Amy Hazlewood, Parliamentary Engagement Assistant

15 Apr 2013

This Bill introduces measures aiming to:

  • Legislate for the establishment of the UK Green Investment Bank, and ensure its independence;
  • Make changes to the employment tribunal process and to promote settlement agreements;
  • Establish and make provisions about the Competition and Markets Authority and to abolish the Competition Commission and the
  • Office of Fair Trading;
  • Reduction legislative burdens, and;
  • Strengthen the framework for setting directors’ pay by introducing binding votes.

The main purpose of the Bill is to encourage long-term growth and simplify regulation by strengthening the business environment, reducing regulatory burdens and improving business and consumer confidence. It also includes provisions to reduce inspection burdens on business, strengthen the legal framework for sunset clauses and to repeal legislation.

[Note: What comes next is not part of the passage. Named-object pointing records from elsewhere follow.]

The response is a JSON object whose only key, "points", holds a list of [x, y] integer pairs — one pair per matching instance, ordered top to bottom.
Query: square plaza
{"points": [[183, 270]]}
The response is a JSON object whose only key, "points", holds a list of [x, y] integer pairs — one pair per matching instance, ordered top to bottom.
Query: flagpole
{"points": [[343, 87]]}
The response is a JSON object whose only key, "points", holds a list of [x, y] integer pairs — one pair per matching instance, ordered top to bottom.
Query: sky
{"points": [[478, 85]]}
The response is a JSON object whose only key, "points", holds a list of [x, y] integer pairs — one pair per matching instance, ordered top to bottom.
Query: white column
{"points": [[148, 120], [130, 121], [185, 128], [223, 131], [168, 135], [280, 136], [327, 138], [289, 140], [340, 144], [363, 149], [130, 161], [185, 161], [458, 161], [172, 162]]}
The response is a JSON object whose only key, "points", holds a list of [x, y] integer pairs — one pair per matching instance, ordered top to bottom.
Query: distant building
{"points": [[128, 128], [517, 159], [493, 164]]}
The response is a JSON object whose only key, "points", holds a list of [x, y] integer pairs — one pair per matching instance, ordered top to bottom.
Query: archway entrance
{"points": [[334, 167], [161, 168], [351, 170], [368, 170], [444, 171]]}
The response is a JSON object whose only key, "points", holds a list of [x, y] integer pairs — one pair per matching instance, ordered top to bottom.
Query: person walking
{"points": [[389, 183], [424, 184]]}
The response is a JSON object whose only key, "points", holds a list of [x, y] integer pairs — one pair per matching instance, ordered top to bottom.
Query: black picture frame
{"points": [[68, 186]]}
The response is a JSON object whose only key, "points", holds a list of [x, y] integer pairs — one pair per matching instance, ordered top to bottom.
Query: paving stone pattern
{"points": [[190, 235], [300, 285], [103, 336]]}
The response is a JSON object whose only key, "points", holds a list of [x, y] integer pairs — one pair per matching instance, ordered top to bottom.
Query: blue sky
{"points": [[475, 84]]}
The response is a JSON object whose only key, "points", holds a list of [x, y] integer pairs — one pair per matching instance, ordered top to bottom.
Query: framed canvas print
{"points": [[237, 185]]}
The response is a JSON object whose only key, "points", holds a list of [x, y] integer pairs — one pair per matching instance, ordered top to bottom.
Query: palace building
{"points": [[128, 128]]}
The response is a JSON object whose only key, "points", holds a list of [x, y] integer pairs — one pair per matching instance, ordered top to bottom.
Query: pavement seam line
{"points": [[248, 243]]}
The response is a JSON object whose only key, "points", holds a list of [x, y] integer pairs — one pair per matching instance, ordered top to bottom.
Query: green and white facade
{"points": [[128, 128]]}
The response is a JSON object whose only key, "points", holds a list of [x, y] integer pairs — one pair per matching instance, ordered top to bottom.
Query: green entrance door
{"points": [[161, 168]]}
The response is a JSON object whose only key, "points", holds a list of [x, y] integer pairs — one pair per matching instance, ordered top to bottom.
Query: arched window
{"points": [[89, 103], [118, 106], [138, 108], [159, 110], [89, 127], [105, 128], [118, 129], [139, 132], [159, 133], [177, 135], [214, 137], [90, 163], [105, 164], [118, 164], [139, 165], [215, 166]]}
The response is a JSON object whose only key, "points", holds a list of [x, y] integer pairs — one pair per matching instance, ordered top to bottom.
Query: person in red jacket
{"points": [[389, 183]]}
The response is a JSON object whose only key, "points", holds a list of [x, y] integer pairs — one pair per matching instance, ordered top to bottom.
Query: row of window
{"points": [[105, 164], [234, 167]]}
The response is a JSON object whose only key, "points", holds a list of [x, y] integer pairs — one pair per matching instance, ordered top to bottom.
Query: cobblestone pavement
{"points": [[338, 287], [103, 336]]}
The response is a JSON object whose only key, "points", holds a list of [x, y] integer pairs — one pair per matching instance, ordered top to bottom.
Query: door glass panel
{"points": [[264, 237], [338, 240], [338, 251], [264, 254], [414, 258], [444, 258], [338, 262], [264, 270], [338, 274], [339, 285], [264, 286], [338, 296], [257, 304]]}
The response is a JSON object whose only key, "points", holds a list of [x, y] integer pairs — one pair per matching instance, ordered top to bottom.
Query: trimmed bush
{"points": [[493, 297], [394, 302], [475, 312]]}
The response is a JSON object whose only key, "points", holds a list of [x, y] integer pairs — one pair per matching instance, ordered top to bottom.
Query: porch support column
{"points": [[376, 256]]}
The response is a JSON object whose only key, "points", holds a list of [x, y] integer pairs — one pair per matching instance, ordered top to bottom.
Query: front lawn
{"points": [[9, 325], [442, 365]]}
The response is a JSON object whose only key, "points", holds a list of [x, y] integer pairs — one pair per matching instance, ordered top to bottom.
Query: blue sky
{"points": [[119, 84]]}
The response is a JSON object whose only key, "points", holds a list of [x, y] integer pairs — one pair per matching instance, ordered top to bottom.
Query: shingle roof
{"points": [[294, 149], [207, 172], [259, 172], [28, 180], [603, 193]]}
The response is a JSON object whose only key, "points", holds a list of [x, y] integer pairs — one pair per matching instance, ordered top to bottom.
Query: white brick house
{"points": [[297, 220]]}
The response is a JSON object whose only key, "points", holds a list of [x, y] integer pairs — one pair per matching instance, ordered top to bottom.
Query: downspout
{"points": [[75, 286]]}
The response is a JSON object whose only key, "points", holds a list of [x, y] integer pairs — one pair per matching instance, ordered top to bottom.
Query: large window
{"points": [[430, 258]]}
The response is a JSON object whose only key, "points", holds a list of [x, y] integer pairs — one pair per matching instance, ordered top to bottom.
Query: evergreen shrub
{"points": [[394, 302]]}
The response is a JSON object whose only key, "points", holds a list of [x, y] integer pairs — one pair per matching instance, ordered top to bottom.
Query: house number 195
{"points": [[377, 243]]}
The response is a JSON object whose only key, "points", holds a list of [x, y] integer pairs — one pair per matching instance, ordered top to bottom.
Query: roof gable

Since entering the House of Lords on 18th October, much debate has centred on health and safety regulations regarding clause 62.  Broadly this clause redresses the employer’s civil liability in cases when an employer has done everything in its power to avoid accident or injury.  The inclusion of this clause stems from Professor Löfstedt’s independent review of health and safety in 2011. This identified the potential unfairness that arises where health and safety regulations impose a strict liability on employers, and recommended that these regulatory provisions should be reviewed. In response the government agreed to look at ways to redress the balance, in particular by preventing civil liability from attaching to a breach of such provisions.

The debate on clause 62 came to a head on 6th March when an amendment to the Bill effectively removed this proposal from the legislation. The amendment narrowly won the vote resulting in a government defeat.  The government may attempt to restore clause 62 to its original form which would lead to a 'ping pong' between the two Houses until an agreed decision can be made.

Business will be disappointed that the removal of the strict liability currently attached to certain health and safety regulations has been delayed. The threat of being found liable for a health and safety claim is undoubtedly a deterrent to business growth. We urge Parliament to pass this important proposal as soon as possible.